Then I began my second phase of chemo (which I was unaware of at the time--was a very potent chemo) according to my nurse, this chemo intimidates even a veteran cancer patient who undergoes continuous chemo treatments. Now this set of chemo had one that ran for 48hrs straight and another which I received at 10am for two days straight. It was a pretty immediate effect for me. Not long after they ran I began to feel extremely fatigued and beat up as though I was "run over by a bus" is how one nurse put it. I could barely keep up with what was going on around me or do my normal activities such as go for walks and do my day to day stuff that was important to building up my strength and maintaining my spirits so that the whole process doesn't take hold of me and keep me down. At this point my spirits did begin to go down and it was harder than ever to even get out of bed let alone think of going for a walk or going to the game room to keep my spirits up. One of the nurse technicians did pull me aside and gave me a sort of pep talk, reminding me that each time I pull myself out of bed and do something--anything that pushes my recovery closer and closer and builds my spirits up more and more will make it easier to then get out of bed. She reminded me that though it is normal & exactly what all Bone MArrow Transplant (BMT) patients go through I can't give in and dwell in that hole that is ever so tempting to stay in. Not long after this needed pep talk even though I felt like road-kill I decided to pick to my feet and go for a needed walk. Though it was difficult pushing myself, it was rewarding because I did feel a bit stronger and lighter in spirit.
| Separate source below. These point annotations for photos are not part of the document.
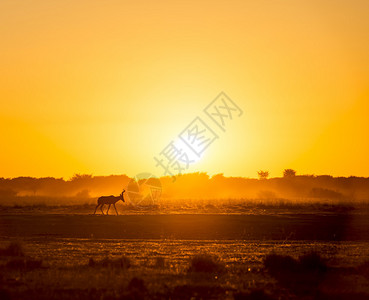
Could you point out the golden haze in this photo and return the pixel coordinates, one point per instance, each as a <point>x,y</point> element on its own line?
<point>100,88</point>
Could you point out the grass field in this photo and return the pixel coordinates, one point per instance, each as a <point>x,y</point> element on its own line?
<point>184,256</point>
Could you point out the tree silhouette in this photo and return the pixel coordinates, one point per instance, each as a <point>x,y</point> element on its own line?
<point>263,174</point>
<point>289,173</point>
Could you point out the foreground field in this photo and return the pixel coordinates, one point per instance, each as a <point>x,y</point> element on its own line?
<point>157,257</point>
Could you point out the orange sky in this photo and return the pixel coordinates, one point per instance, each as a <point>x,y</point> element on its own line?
<point>101,87</point>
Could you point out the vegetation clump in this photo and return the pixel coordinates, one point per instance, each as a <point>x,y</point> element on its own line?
<point>204,263</point>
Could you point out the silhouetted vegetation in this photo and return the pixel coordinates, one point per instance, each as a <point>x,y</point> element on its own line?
<point>84,189</point>
<point>205,263</point>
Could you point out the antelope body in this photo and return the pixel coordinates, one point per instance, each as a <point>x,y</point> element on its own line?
<point>109,200</point>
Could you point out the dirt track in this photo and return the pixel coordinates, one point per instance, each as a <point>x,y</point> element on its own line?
<point>196,226</point>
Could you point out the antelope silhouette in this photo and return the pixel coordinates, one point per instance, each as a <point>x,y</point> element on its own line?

Around this same time was when my scalp became very sensitive to touch and even as I rested my head on a pillow my head would ache. Then I noticed my hair was beginning to thin and soon noticed more and more hair coming out on my comb. The eye opening experience was when I was washing my hair and all I could feel was all this scratchy thing around my neck and ears only to look down at the drain to see all of my hair caked all around me. At this point I was using a face towel to was my hair instead of vigorously washing with my hands and nails because of how sensitive my scalp had become. Though I knew my hair would fall out, experiencing it and seeing all my hair on the floor and all over my face towel is another thing. I found myself getting a bit emotional seeing the final product in the mirror where minutes before I had the normal me with a full head of normal hair no longer there. Now all that remains are fuzzy hair patches throughout my head. Over the next couple of days those fuzzy patches were more balding than fuzzy patches.
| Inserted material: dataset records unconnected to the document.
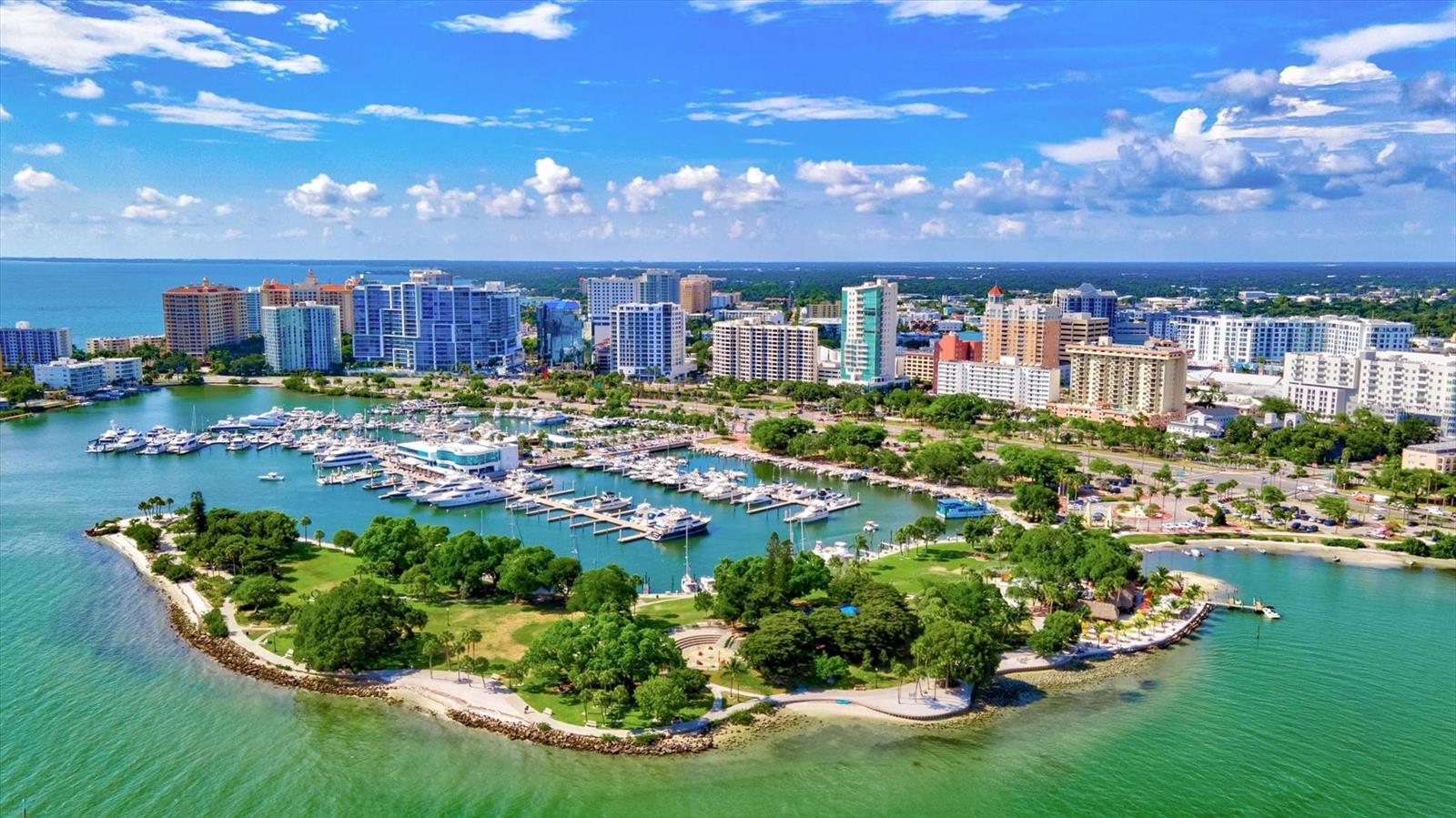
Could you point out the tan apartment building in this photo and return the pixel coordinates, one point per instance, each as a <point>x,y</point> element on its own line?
<point>754,349</point>
<point>695,294</point>
<point>1126,383</point>
<point>200,316</point>
<point>1021,329</point>
<point>1081,328</point>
The next thing for me to do is to get a wig. My mother was going to purchase one for me but the bone marrow unit's social worker shared that they will purchase the wig for me. She provided me with a catalog to look through and choose from. It's hard picking a wig because I have never worn a wig before so its a weird thing for me to do but many woman wear wigs so it should be fine. I think my trepidation comes from fear of looking like I have a dead carcass on my head. I want the wig to look like I have my normal hear. I don't want to look fake in any way but there are good options in the catalog I have and I can only hope to choose the right one that will fit me and look great on me. Until the wig comes in I've just been wearing a hat and using scarves to keep from getting chills because my scalp has been getting allot of breeze lately, lol. Once I get the wig you'll see my new but hopefully natural look where you'll hopefully question whether or not I even have a wig on. Until then I'm left thinking of that song that INdia Arie sang named I Am Not My Hair which is so true in its lyrics. This is only a temporary occurrence and in about 6 months all my hair will grow back. Nurses have shared that many patients have different hair grow back in and most times the hair that grows in is better. So prayerfully I get an even more beautiful head of hair in the upcoming months.